Almost any computer you will use has 32bit (float, single) and 64bit (double, full) floating-point numbers. I science most people use 64 bit for more precision and fewer numerical problems. This is mostly a good idea, but in most cases these numbers are (kind of) twice as slow. This can be rather time-wasting while developing your program. Sadly most compilers don’t let you switch automatically, but in C and C++ you can build that yourself easily. For example, I use:

#if 0 /*set to 1 for full precision */
typedef float F;
typedef std::complex<F> C;
typedef Eigen::ArrayXf VecF;
typedef Eigen::ArrayXcf VecC;
#else
typedef double F;
typedef std::complex<F> C;
typedef Eigen::ArrayXd VecF;
typedef Eigen::ArrayXcd VecC;
#endif

And you get very short type names for free!

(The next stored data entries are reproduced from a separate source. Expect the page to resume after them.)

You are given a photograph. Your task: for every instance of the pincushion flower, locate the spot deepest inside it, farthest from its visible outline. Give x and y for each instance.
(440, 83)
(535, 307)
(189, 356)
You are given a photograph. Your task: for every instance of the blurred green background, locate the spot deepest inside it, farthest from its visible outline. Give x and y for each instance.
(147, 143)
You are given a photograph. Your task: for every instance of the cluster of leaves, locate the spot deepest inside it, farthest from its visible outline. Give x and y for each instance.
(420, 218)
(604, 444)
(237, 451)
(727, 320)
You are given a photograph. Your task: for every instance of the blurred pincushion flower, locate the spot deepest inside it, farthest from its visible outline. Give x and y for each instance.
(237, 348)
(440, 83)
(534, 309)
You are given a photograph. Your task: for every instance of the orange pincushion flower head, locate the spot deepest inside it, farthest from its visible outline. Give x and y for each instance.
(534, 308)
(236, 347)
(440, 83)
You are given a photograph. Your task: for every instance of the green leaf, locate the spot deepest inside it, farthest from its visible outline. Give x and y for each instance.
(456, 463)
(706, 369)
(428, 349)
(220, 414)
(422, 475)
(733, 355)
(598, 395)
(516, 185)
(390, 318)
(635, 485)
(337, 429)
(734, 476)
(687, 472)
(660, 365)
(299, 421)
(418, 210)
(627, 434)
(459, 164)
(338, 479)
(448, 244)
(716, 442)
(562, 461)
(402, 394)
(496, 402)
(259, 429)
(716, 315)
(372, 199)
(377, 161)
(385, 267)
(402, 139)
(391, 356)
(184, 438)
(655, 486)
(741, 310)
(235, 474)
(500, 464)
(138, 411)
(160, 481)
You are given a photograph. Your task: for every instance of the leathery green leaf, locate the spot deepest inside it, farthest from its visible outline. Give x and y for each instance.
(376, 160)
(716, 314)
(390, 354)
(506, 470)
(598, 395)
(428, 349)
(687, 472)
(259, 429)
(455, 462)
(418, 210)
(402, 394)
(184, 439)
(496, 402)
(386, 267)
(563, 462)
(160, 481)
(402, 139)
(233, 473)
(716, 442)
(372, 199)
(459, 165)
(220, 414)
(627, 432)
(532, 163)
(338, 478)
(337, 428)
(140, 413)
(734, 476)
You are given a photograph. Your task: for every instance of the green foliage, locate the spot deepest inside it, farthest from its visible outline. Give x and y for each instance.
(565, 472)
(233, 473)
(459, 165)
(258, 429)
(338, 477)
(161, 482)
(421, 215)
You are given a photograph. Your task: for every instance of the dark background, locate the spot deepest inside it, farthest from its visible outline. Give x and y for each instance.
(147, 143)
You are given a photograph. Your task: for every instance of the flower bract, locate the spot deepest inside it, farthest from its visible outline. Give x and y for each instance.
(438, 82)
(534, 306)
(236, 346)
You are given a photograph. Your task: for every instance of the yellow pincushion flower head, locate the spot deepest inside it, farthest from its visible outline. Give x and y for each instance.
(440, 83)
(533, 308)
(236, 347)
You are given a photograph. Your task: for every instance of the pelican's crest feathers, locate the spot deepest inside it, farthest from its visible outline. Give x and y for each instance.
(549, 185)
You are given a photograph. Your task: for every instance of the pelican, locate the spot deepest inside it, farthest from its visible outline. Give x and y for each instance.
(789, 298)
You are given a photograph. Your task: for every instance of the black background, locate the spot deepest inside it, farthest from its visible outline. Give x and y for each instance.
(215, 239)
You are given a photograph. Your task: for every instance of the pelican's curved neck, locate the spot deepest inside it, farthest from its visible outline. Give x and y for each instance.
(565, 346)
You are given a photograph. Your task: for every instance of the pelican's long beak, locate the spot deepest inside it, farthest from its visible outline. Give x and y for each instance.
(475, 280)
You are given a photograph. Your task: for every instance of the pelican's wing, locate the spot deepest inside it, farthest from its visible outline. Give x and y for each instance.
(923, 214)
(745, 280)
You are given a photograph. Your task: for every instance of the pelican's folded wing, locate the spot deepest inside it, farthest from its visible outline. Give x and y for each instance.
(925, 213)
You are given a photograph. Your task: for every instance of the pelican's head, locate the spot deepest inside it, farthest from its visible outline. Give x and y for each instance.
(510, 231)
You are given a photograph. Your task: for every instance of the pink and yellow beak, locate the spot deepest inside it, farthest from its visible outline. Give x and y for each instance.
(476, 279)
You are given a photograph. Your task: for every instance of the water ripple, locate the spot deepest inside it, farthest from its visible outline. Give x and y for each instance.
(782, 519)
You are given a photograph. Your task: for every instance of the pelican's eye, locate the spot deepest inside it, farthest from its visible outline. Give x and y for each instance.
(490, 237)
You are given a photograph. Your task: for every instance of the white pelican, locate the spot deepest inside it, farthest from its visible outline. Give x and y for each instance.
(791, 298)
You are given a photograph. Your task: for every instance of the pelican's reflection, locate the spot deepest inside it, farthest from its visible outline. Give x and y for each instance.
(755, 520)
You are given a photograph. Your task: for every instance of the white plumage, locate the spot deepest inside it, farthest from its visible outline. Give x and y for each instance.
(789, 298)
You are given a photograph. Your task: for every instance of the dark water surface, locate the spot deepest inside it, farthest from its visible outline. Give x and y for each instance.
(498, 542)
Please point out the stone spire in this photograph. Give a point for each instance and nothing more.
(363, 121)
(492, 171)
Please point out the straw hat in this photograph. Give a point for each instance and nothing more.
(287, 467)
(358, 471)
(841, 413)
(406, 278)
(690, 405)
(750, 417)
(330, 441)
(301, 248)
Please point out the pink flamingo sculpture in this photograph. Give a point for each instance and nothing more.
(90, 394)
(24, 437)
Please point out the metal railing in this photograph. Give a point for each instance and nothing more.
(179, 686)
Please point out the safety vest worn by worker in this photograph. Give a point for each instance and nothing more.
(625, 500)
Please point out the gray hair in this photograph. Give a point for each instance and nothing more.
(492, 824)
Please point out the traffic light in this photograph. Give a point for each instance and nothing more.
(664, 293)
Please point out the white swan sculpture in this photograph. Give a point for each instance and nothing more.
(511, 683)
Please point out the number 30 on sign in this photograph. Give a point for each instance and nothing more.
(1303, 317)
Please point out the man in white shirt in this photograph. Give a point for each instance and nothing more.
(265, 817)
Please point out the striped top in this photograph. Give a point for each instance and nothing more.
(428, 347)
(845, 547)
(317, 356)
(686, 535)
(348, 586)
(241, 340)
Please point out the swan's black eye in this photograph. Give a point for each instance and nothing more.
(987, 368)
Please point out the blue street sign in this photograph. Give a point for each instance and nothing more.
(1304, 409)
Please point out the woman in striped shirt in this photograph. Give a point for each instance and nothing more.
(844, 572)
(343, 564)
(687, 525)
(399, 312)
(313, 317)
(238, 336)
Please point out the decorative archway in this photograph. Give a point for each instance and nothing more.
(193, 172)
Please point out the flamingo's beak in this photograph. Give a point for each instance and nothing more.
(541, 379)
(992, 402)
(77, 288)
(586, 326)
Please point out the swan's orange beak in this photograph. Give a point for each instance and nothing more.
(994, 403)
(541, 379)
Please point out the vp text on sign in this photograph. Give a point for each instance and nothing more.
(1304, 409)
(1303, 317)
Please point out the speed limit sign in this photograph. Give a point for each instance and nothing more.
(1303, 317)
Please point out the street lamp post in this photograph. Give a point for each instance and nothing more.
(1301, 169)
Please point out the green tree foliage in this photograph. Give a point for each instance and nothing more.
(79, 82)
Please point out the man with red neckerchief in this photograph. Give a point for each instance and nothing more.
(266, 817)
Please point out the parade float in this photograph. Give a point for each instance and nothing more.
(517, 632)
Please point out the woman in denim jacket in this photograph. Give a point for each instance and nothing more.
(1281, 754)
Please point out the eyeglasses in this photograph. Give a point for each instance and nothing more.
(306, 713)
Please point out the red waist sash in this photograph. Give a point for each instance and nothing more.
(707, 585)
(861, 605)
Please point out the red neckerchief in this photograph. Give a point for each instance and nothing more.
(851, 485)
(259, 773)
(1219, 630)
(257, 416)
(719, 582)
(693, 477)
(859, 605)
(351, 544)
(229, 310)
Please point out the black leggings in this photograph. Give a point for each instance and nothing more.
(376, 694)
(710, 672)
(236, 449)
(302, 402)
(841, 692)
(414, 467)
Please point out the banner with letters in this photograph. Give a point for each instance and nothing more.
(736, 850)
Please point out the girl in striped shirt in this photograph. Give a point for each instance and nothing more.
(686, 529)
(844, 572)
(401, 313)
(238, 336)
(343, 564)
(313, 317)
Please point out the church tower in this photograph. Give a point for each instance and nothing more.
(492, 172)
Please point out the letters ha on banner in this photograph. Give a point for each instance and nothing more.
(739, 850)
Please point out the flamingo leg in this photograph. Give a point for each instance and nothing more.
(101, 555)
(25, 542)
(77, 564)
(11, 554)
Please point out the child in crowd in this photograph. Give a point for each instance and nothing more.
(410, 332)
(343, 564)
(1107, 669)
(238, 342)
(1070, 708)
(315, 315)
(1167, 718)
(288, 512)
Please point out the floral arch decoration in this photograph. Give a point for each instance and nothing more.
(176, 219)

Also, see if -ffast-math or something similar can speed up your test runs in development.

Simulation progress

Sometimes you wait eagerly in front of your running simulation for results. I build myself a little progress reporter for the command line. It can show percentage progress and extrapolated time remaining, so you know if there is enough idle time for making tea or even lunch at the moment.

My systems need to know the number of the total simulation steps at the beginning of the program and has to be notified after every step. To not use too much computation time I print the information only if 5 seconds elapsed or 5% of total progress were made. There are many more possibilities how you can make this more awesome, but this was enough for me.

config.ini   0.1% done in 0:06. Expected remaining time: 75:51
config.ini   0.3% done in 0:12. Expected remaining time: 76:34
config.ini   0.4% done in 0:18. Expected remaining time: 76:32
config.ini   0.5% done in 0:24. Expected remaining time: 76:04

My (not that advanced) implementation of this idea is on GitHub.

Program version in data

At the beginning of this article, I told you about some boring infrastructure stuff and now it is time to build something cool with it!

If you use version control your code always has a revision ID (kind of version number). I found on the internet how to always put that ID into your code and resulting executable with my build system. Now I told my program to always put a file with this revision number next to the output files.

If you also saved your configuration file as I did you now know exactly what program and what configuration you used to generate a simulation output. With this, you can trivially and with confidence reproduce the output if you mess it up or investigate if it turns out to be strange a few months later.

This might be useless in most cases, but it also might save you from a few sleepless panicked nights before a deadline.